Adwokat diabła – Andrew Neiderman
Kevin Taylor, młody adwokat wygrywa kolejną sprawę. Sumienie podpowiada mu, że tym razem powinien przegrać, jednak wola zwycięstwa jest silniejsza niż poczucie przyzwoitości. Tym samym zwraca na siebie uwagę przedstawiciela kancelarii Milton i wspólnicy z Nowego Jorku i już wkrótce wraz z żoną Miriam przeprowadza się do luksusowego apartamentu należącego do jego nowego chlebodawcy.
Początkowe zachłyśnięcie się dobrobytem szybko mu ustępuje.

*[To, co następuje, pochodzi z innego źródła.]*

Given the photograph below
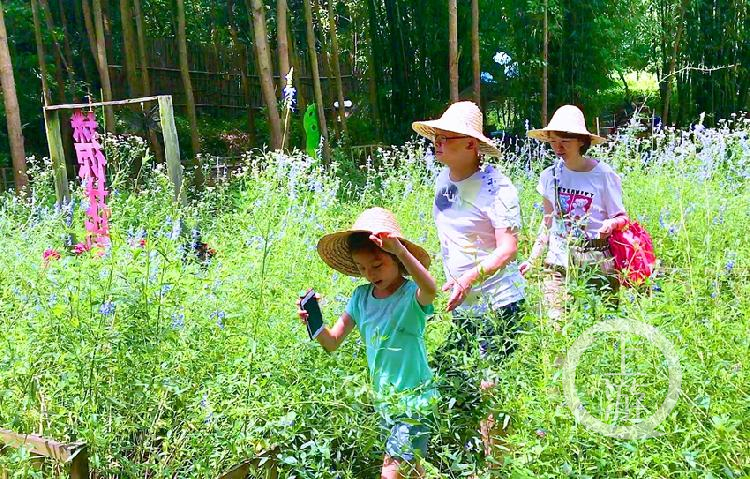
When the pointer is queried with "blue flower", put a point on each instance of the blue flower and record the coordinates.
(502, 58)
(219, 316)
(107, 308)
(178, 320)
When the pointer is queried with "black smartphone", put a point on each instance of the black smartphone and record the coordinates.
(314, 316)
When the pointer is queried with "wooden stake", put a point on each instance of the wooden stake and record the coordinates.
(171, 147)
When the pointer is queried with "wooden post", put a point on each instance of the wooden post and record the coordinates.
(79, 465)
(171, 147)
(57, 155)
(75, 454)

Kevin nabiera podejrzeń względem swojego szefa i działalności jego firmy.
Tytuł „Adwokat diabła” kojarzy się Wam za pewne z filmem z ’97 roku, który odniósł nie mały sukces. W moich oczach również jest dziełem bardzo udanym i gdybym miała w tym momencie decydować, czy książka, czy film miałabym nie mały problem.
Wcale nie dlatego, że film tak wiernie oddaje książkową historię. Obie fabuły różnią się dość zasadniczo, choć zgadza się ogólny zarys. Jednakże obie wariacje tej historii uważam za bardzo ciekawe.
O kwestii różnić na zasadzie imiona, nazwiska, miejsca nie ma co dyskutować. Namieszano za to z postaciami. Na ten przykład w filmie nie pojawia się wątek samobójstwa poprzednika Kevina z kancelarii Miltona, nie pojawia się obłąkana Helen – małżonka innego z adwokatów, której postać podsuwa podejrzenia książkowemu Kevinowi. Natomiast jej zachowania odpowiadają poniekąd zachowaniom filmowej żonie głównego bohatera. W książce nie ma też rudowłosej damy, która kusi Kevina, jest za to wątek psychiatry-okultysty. Różnią się też niektóre elementy poszczególnych procesów sądowych, w których bierze udział nasz bohater. Tak więc próbując porównać obie historie uzyskujemy niezły misz masz.
Podstawowe pytanie: Czy książka może okazać się atrakcyjna dla kogoś kto zna i lubi film? Chyba jestem dobrym przykładem, że może.
Jeśli chodzi o te walory pod względem których oryginał wygrywa to chyba jest to większa doza grozy. Umówmy się, Al Pacino nie jest zbyt upiorny w roli diabła, jest trochę przerysowany i w tym tkwi jego urok. Natomiast książkowego Miltona okrywa większa tajemniczość, jest bardziej surowy, momentami złowrogi.
Fakt, że w przypadku książki Kevin nie daje się mu tak łatwo uwieść, rozpoczyna swoje własne dochodzenie sprawia, że sytuacja przeradza się w paranoid thriller z dużo większym impetem niż w przypadku gdy najsłabszym ogniwem okazuje się żona- jak to dzieje się w przypadku filmu.
W książce mamy więc więcej tajemnicy, mistycyzmu przez co sprawę odbieramy bardziej serio. Problem mam jednak z finałem. Czy aby jego filmowe wersja nie jest lepsza? Bardziej przewrotna? A może jednak wygrywa bardziej dramatyczny książkowy epilog? Warto byście ocenili sami.